Drawing from Kurt Lewin’s field theory, prior work on spatialized affective judgments (e.g., pleasantness ratings) showed they follow a complex "affective field," where influence from hotspots dissipates in a psychological gradient (Blaison, 2022; Blaison & Hess, 2016). A key gap remained: do people use this complex computation for active decision-making, or do they revert to simpler pure distance-based (geometric) heuristics?
We used a computational modeling approach to arbitrate between four competing models (focal-geometric, global-geometric, focal-psychological, and global-psychological). We tested these models against human behavior in two online experiments. Participants chose the "most pleasant" or "most unpleasant" location on 60 2D maps featuring only negative hotspots (“dangerous neighborhoods,” Study 1, N=51) or only positive hotspots ("parks," Study 2, N=50).

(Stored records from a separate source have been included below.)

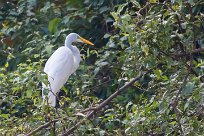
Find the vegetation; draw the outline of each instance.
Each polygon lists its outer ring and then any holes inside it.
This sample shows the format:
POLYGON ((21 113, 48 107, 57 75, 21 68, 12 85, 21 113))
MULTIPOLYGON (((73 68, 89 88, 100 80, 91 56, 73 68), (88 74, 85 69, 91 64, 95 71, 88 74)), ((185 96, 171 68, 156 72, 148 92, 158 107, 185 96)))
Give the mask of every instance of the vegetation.
POLYGON ((203 0, 0 1, 0 135, 204 135, 203 0), (76 32, 79 69, 42 104, 76 32))

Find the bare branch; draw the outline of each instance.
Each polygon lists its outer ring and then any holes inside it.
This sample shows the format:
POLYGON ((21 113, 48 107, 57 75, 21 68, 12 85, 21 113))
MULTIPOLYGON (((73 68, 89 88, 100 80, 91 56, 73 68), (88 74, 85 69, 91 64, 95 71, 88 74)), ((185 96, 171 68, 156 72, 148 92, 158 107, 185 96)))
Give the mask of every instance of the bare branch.
POLYGON ((39 130, 41 130, 41 129, 43 129, 43 128, 47 128, 47 127, 49 127, 52 123, 55 123, 55 122, 57 122, 57 121, 59 121, 59 119, 54 119, 54 120, 52 120, 52 121, 50 121, 50 122, 47 122, 47 123, 45 123, 45 124, 39 126, 38 128, 36 128, 35 130, 31 131, 30 133, 26 134, 26 136, 31 136, 31 135, 35 134, 36 132, 38 132, 39 130))
POLYGON ((121 93, 122 91, 124 91, 125 89, 127 89, 128 87, 130 87, 133 83, 135 83, 136 81, 138 81, 139 79, 141 79, 143 76, 151 73, 154 69, 159 68, 163 66, 163 64, 158 65, 155 68, 152 68, 148 71, 146 71, 143 74, 140 74, 138 77, 132 79, 130 82, 128 82, 127 84, 125 84, 124 86, 122 86, 121 88, 119 88, 118 90, 116 90, 111 96, 109 96, 106 100, 104 100, 101 104, 99 104, 96 107, 91 107, 88 108, 86 110, 83 110, 82 112, 86 112, 86 111, 91 111, 83 120, 81 120, 80 122, 78 122, 76 125, 74 125, 73 127, 71 127, 69 130, 67 130, 65 133, 61 134, 63 136, 69 135, 71 134, 79 125, 81 125, 82 123, 84 123, 84 121, 86 121, 87 119, 89 119, 90 117, 92 117, 97 111, 101 110, 103 107, 105 107, 108 103, 111 102, 111 100, 113 100, 113 98, 115 98, 116 96, 119 95, 119 93, 121 93))

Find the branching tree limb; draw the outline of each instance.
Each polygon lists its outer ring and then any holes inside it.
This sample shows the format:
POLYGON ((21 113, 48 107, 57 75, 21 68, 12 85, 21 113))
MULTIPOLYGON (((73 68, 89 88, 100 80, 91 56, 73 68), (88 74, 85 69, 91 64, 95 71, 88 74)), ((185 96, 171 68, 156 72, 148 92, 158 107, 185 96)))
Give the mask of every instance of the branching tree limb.
MULTIPOLYGON (((111 96, 109 96, 106 100, 104 100, 102 103, 100 103, 98 106, 96 107, 91 107, 88 109, 85 109, 83 111, 81 111, 80 113, 87 113, 87 115, 85 116, 85 118, 83 118, 80 122, 76 123, 75 125, 73 125, 70 129, 68 129, 66 132, 64 132, 63 134, 61 134, 62 136, 66 136, 71 134, 75 129, 78 128, 79 125, 81 125, 82 123, 84 123, 87 119, 89 119, 90 117, 92 117, 97 111, 101 110, 103 107, 105 107, 109 102, 111 102, 115 97, 117 97, 119 95, 119 93, 121 93, 122 91, 124 91, 125 89, 127 89, 128 87, 130 87, 133 83, 135 83, 136 81, 140 80, 143 76, 151 73, 154 69, 162 67, 163 64, 159 64, 156 67, 147 70, 146 72, 140 74, 139 76, 135 77, 134 79, 132 79, 130 82, 128 82, 127 84, 125 84, 124 86, 122 86, 121 88, 119 88, 118 90, 116 90, 111 96)), ((77 115, 77 114, 75 114, 77 115)), ((63 118, 61 120, 65 120, 66 118, 63 118)), ((29 132, 28 134, 26 134, 26 136, 31 136, 35 133, 37 133, 38 131, 40 131, 43 128, 47 128, 49 127, 52 123, 55 123, 57 121, 60 121, 60 119, 54 119, 50 122, 47 122, 41 126, 39 126, 38 128, 34 129, 33 131, 29 132)))
POLYGON ((59 121, 59 119, 54 119, 54 120, 52 120, 50 122, 47 122, 47 123, 39 126, 38 128, 34 129, 30 133, 26 134, 26 136, 31 136, 31 135, 35 134, 36 132, 40 131, 41 129, 49 127, 52 123, 55 123, 57 121, 59 121))
POLYGON ((130 87, 133 83, 135 83, 136 81, 140 80, 143 76, 151 73, 154 69, 161 67, 162 64, 158 65, 155 68, 152 68, 148 71, 146 71, 145 73, 140 74, 138 77, 132 79, 130 82, 128 82, 127 84, 125 84, 124 86, 122 86, 121 88, 119 88, 118 90, 116 90, 111 96, 109 96, 106 100, 104 100, 101 104, 99 104, 96 107, 91 107, 88 108, 86 110, 83 110, 82 112, 87 112, 87 111, 91 111, 88 113, 88 115, 81 120, 80 122, 78 122, 77 124, 75 124, 73 127, 71 127, 69 130, 67 130, 66 132, 64 132, 63 134, 61 134, 62 136, 66 136, 71 134, 80 124, 82 124, 84 121, 86 121, 88 118, 92 117, 97 111, 101 110, 103 107, 105 107, 108 103, 110 103, 113 98, 117 97, 119 95, 119 93, 121 93, 122 91, 124 91, 125 89, 127 89, 128 87, 130 87))

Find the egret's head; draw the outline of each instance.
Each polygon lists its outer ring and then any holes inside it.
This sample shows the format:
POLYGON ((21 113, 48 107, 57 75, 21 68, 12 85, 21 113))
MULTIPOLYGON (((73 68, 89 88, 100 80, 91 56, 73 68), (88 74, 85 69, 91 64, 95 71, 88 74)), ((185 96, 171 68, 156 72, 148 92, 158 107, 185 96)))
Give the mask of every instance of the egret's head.
POLYGON ((65 44, 72 44, 72 42, 82 42, 82 43, 86 43, 89 45, 94 45, 92 42, 82 38, 81 36, 79 36, 77 33, 70 33, 65 40, 65 44))

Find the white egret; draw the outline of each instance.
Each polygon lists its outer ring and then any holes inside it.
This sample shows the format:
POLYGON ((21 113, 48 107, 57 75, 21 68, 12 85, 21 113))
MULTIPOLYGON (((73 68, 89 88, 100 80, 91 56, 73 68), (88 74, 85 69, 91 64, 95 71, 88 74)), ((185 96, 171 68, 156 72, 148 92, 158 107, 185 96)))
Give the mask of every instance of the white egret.
POLYGON ((48 75, 48 87, 43 83, 42 96, 43 101, 46 96, 43 90, 48 88, 48 104, 56 106, 57 93, 66 83, 69 76, 76 71, 80 63, 80 52, 73 42, 83 42, 94 45, 90 41, 82 38, 76 33, 70 33, 65 39, 65 46, 58 48, 51 57, 47 60, 44 72, 48 75))

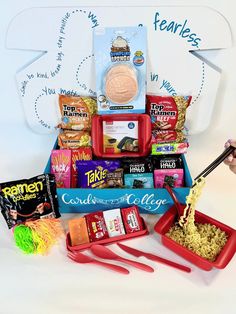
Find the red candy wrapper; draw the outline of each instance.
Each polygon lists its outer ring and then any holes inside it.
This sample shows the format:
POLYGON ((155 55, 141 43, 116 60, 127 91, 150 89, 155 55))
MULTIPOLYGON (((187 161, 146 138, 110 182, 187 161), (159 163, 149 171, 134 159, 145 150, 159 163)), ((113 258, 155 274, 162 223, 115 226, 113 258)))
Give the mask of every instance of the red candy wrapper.
POLYGON ((87 214, 84 217, 87 223, 90 242, 109 238, 102 211, 87 214))
POLYGON ((137 206, 122 208, 121 215, 126 233, 143 230, 143 223, 137 206))
POLYGON ((147 113, 151 117, 152 129, 182 130, 191 99, 191 96, 147 95, 147 113))
POLYGON ((90 147, 81 147, 78 149, 71 150, 71 188, 78 187, 78 172, 76 169, 77 160, 91 160, 92 159, 92 149, 90 147))

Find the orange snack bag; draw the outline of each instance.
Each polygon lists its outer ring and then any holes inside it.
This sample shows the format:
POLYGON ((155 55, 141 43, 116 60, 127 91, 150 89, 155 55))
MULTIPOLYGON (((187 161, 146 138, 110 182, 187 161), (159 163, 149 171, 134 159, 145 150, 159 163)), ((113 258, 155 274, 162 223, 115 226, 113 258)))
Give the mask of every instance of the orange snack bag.
POLYGON ((59 95, 62 129, 90 130, 93 114, 96 112, 96 100, 92 97, 59 95))
POLYGON ((72 246, 89 243, 88 229, 84 217, 71 219, 68 224, 72 246))

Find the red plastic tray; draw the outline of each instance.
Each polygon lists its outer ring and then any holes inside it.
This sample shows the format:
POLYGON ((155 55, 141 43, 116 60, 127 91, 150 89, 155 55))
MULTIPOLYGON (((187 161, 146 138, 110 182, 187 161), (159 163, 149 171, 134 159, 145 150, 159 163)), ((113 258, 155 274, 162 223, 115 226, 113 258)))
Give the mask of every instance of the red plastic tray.
MULTIPOLYGON (((185 205, 183 204, 181 204, 180 206, 182 210, 185 207, 185 205)), ((173 224, 176 222, 176 219, 176 207, 172 206, 156 223, 154 230, 161 235, 163 245, 174 251, 176 254, 182 256, 186 260, 190 261, 191 263, 195 264, 196 266, 207 271, 211 270, 213 267, 222 269, 227 266, 236 251, 236 230, 203 213, 195 211, 196 222, 213 224, 221 230, 225 231, 229 237, 227 243, 218 255, 217 259, 214 262, 211 262, 193 253, 192 251, 188 250, 187 248, 183 247, 182 245, 178 244, 177 242, 168 238, 165 235, 170 227, 173 226, 173 224)))
POLYGON ((112 238, 107 238, 107 239, 100 240, 100 241, 95 241, 95 242, 90 242, 90 243, 86 243, 86 244, 81 244, 81 245, 72 246, 71 245, 71 240, 70 240, 70 234, 68 232, 67 235, 66 235, 66 246, 67 246, 67 249, 69 251, 81 251, 81 250, 85 250, 85 249, 90 248, 93 244, 109 244, 109 243, 111 244, 111 243, 120 242, 120 241, 123 241, 123 240, 128 240, 128 239, 131 239, 131 238, 136 238, 136 237, 148 235, 149 232, 148 232, 147 226, 146 226, 146 224, 145 224, 145 222, 144 222, 142 217, 141 217, 141 219, 142 219, 142 223, 143 223, 143 227, 144 227, 143 230, 136 231, 136 232, 133 232, 133 233, 124 234, 124 235, 121 235, 121 236, 118 236, 118 237, 112 237, 112 238))
POLYGON ((151 151, 151 120, 147 114, 95 115, 92 119, 92 148, 97 157, 122 158, 147 156, 151 151), (139 152, 104 153, 103 121, 138 121, 139 152))

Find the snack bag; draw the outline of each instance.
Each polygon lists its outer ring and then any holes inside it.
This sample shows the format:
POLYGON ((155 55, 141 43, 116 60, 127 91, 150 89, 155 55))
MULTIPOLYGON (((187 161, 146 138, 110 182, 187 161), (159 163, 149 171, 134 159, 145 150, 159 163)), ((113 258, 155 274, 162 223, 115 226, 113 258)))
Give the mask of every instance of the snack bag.
POLYGON ((96 100, 92 97, 59 95, 62 129, 90 130, 91 119, 96 113, 96 100))
POLYGON ((98 114, 144 113, 146 28, 94 29, 98 114))
POLYGON ((128 189, 153 188, 153 166, 150 158, 124 159, 124 184, 128 189))
POLYGON ((52 174, 1 183, 0 189, 0 208, 9 229, 27 220, 60 217, 52 174))
POLYGON ((147 95, 147 114, 151 117, 152 129, 183 130, 191 99, 191 96, 147 95))
POLYGON ((61 149, 91 146, 91 136, 87 131, 64 130, 58 135, 58 145, 61 149))
POLYGON ((71 150, 71 188, 77 188, 78 186, 78 172, 76 169, 77 160, 91 160, 92 149, 90 147, 81 147, 71 150))
POLYGON ((163 188, 164 184, 172 188, 184 186, 184 169, 180 155, 155 157, 153 163, 155 188, 163 188))
POLYGON ((57 188, 70 188, 71 150, 57 149, 51 153, 51 171, 55 175, 57 188))

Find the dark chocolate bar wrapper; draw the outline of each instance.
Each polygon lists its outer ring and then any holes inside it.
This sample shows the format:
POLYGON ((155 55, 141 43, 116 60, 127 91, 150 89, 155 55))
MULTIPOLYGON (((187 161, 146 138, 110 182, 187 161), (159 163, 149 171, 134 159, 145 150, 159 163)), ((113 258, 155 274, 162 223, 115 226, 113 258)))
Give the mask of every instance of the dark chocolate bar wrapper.
POLYGON ((152 158, 154 169, 183 169, 181 155, 161 155, 152 158))
POLYGON ((0 189, 0 208, 9 229, 26 220, 60 217, 52 174, 1 183, 0 189))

Results decisively showed that psychological models, which compute a gradient of influence, significantly outperformed all geometric models. Furthermore, we found people flexibly adapt their strategy based on goals. For both positive and negative hotspots, the task of selecting the "most unpleasant" location was best fit by models with a steep influence gradient, while selecting the "most pleasant" location was fit by a smoother gradient. Thus, the affective field is a robust, flexible mechanism for spatial decision-making, not a mere epiphenomenon of the judgment tasks used in prior research.